A ses yeux, assurer le service postal représente «beaucoup plus de travail», et la cohabitation avec les autres clients est parfois «difficile, car les prestations postales prennent plus de temps». En bref, pas toujours facile de conjuguer ces dernières avec le client lambda venu chercher des cigarettes.

Une version que confirme son employeur, Adbel Raman, au téléphone. «Il y a plein de petites choses le matin lorsqu’on nous apporte colis et recommandés et ce n’est pas très avantageux financièrement, car la Poste paye en fonction des opérations réalisées. Pas le service après-vente.» D’ailleurs, dans cette zone faite de petits immeubles et de villas, deux commerces qui avaient installé une agence y ont renoncé. «Si nous arrêtons, il n’y aura plus de poste dans le quartier…»

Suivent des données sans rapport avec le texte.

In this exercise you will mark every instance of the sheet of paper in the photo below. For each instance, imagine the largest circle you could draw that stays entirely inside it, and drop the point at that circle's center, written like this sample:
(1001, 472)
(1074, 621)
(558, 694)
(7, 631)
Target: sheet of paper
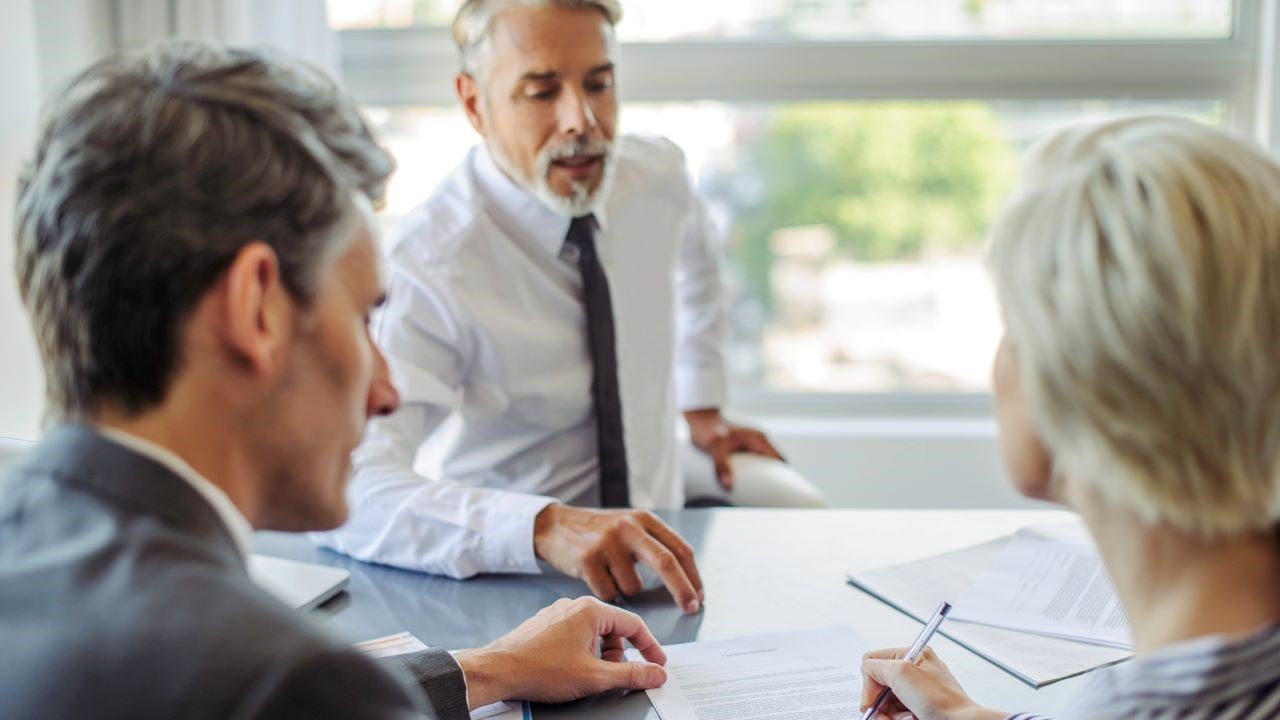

Mobilisation dans les communes

Depuis l’annonce par La Poste des grandes lignes de sa restructuration nationale, des communes se mobilisent contre la disparition de leur office. Rien qu’à Genève, 16 des 53 offices de poste sont menacés (lire notre édition du 22 juin), certains devraient être remplacés par des «agences postales».

A Anières, l’association Anières un vrai village a lancé au printemps une pétition «pour le maintien d’un service postal intégral». Elle a recueilli 2251 signatures, dont un tiers provenant des résidents, le reste d’utilisateurs des environs, dont des frontaliers. Déposée le 10 avril déjà au conseil municipal, celui-ci a depuis voté une motion à l’unanimité reprenant les revendications du texte.

«Les gens sont révoltés, ils ont signé très spontanément», commentent Bernadette Grelly et Ghislaine Jacquier, respectivement présidente et vice-présidente de l’association. «Nous maintenons la pression en informant la population. Le maire était plutôt favorable à une agence postale, maintenant il doit défendre cette motion dans les négociations avec La Poste!»

Lien social

A Meinier, la pétition, en cours de récolte de signatures, est partie de l’Exécutif. Le texte dénonce le refus de La Poste de négocier, par exemple sur l’installation d’un bancomat, qui aurait pu améliorer la rentabilité de l’office. Il met en avant le rôle de lien social d’un bureau de poste dans un village et la problématique de la mobilité des aînés. Pour le maire Alain Corthay, il s’agit désormais de faire une large campagne avec les communes voisines – dont les offices ont déjà été presque tous fermés (Corsier, Collonge, Choulex, etc.) – afin «d’obliger La Poste à prendre position devant la population, à assumer ses choix.»

Par ailleurs, le maire souhaiterait que le Conseil d’Etat s’investisse davantage dans le débat. Il songe notamment au transfert de charges que peuvent représenter les agences postales sur les municipalités. Ainsi, à Jussy: après avoir intégré une agence à la mairie, l’administration a engagé une personne supplémentaire pour la gérer.

Un moratoire

De l’autre côté du canton, à Avully, le conseil municipal a aussi voté une résolution à l’unanimité pour le maintien de l’office du village. Des tractations sont en cours avec La Poste. Même Vernier est touchée: là aussi une pétition est en cours pour le maintien du bureau de Châtelaine.

Pour Eric Schwapp, secrétaire genevois de Syndicom, les recours des communes auprès de Postcom [autorité de régulation indépendante du marché postal ndlr] «permettraient d’obtenir un moratoire au parlement, c’est-à-dire la suspension de toutes les fermetures».